The trial court dismissed the lawsuit, finding that there was no proof of negligence as a proximate cause of the Plaintiff’s injuries. On appeal, Plaintiff asked the court to revise New Jersey’s doctrine of res ipsa loquitur, a doctrine which permits a jury to infer that a defendant was negligent in certain circumstances. Res ispa loquitor, which translates to “the thing speaks for itself,” relieves a plaintiff from having to establish proof of the defendant’s negligent conduct when the circumstances of the accident suggest it would not have happened absent the defendant’s negligence.
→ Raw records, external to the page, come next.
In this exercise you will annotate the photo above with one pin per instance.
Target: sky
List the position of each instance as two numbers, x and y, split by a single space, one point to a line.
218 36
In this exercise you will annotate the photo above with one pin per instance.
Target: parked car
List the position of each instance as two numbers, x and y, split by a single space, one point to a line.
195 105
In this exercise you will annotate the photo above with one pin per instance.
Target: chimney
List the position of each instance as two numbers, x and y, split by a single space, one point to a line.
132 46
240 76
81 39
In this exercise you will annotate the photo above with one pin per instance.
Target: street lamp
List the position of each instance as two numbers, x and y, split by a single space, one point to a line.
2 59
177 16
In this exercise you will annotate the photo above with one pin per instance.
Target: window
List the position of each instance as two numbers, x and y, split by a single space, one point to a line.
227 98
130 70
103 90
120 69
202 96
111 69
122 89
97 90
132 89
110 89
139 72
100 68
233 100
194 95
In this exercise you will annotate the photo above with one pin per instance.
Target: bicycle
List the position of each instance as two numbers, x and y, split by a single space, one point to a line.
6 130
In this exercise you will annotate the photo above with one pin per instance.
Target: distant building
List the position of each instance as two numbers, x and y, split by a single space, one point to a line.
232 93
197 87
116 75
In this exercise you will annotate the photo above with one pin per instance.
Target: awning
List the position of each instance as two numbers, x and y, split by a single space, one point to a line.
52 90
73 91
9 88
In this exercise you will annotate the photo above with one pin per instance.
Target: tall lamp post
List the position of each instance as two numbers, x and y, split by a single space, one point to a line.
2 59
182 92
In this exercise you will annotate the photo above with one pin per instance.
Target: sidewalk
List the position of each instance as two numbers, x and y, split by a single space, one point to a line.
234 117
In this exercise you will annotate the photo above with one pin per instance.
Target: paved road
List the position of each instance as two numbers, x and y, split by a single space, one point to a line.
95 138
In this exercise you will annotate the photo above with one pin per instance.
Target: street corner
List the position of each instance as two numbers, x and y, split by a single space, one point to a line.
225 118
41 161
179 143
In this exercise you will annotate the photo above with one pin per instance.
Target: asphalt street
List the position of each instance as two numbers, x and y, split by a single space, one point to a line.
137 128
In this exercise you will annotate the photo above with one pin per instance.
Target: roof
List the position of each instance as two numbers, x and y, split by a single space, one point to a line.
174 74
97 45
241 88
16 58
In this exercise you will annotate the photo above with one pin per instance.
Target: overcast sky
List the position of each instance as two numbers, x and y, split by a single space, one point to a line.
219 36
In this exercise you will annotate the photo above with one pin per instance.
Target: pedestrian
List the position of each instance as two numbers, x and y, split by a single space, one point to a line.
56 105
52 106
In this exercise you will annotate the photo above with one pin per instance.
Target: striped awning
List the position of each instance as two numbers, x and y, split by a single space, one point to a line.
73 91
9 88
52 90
New Jersey requires plaintiffs in personal injury actions to show three things in order to benefit from the res ipsa loquitur doctrine – first, that the accident was one that “ordinarily bespeaks negligence”; second, that the defendant (or defendants) exclusively controlled the thing that caused the injury; and third, that the injury did not result from the plaintiff’s own voluntary act or neglect. McDaid v. Aztec W. Condo. Ass’n, 234 N.J. 130, 142-43 (2018).
Plaintiff resided in an apartment building for seniors, owned and managed by two of the defendants. A third defendant, Thyssenkrupp Elevator Corp., was retained to service the building’s elevators. One morning, plaintiff approached the elevator after walking her twenty-pound Pomeranian dog. As she approached, the elevator doors opened, and a man exited. Plaintiff’s dog ran into the elevator, four feet ahead of her. Plaintiff’s right arm, which was holding the leash, extended into the elevator cab, but not until the doors had already started to close. The doors continued to close, striking her arm and injuring her.
There had never been problems observed by the Plaintiff, or through semiannual state inspections, of the elevator. Defendants also did not observe any prior issues with the elevator, which was serviced regularly – and in fact, inspected just four weeks before the subject accident.
At summary judgment, Plaintiff contended that her claim should be saved by res ipsa loquitur. The court acknowledged that the accident was one which may bespeak negligence ordinarily, and further that at least one defendant had exclusive control of the elevator. However, the court declined to find for plaintiff on the third element, that she was not comparatively negligent, because a jury might reasonably find her negligent for having “such a long leash,” and for forcibly stopping the elevator doors. On appeal, Plaintiff contended that the third requirement of the test should be discarded entirely, and that New Jersey’s abrogation of “contributory negligence” in favor of comparative fault should mean her res ipsa claim should not be doomed based on a demonstration of any negligence.
The Appellate Division, noting that the issue was one of public importance, declined to alter New Jersey’s law on the subject, noting that the Supreme Court had not questioned the doctrine. As such, New Jersey courts will continue to decline to apply res ipsa loquitur in personal injury actions where facts suggest a plaintiff’s comparative fault is partially to blame.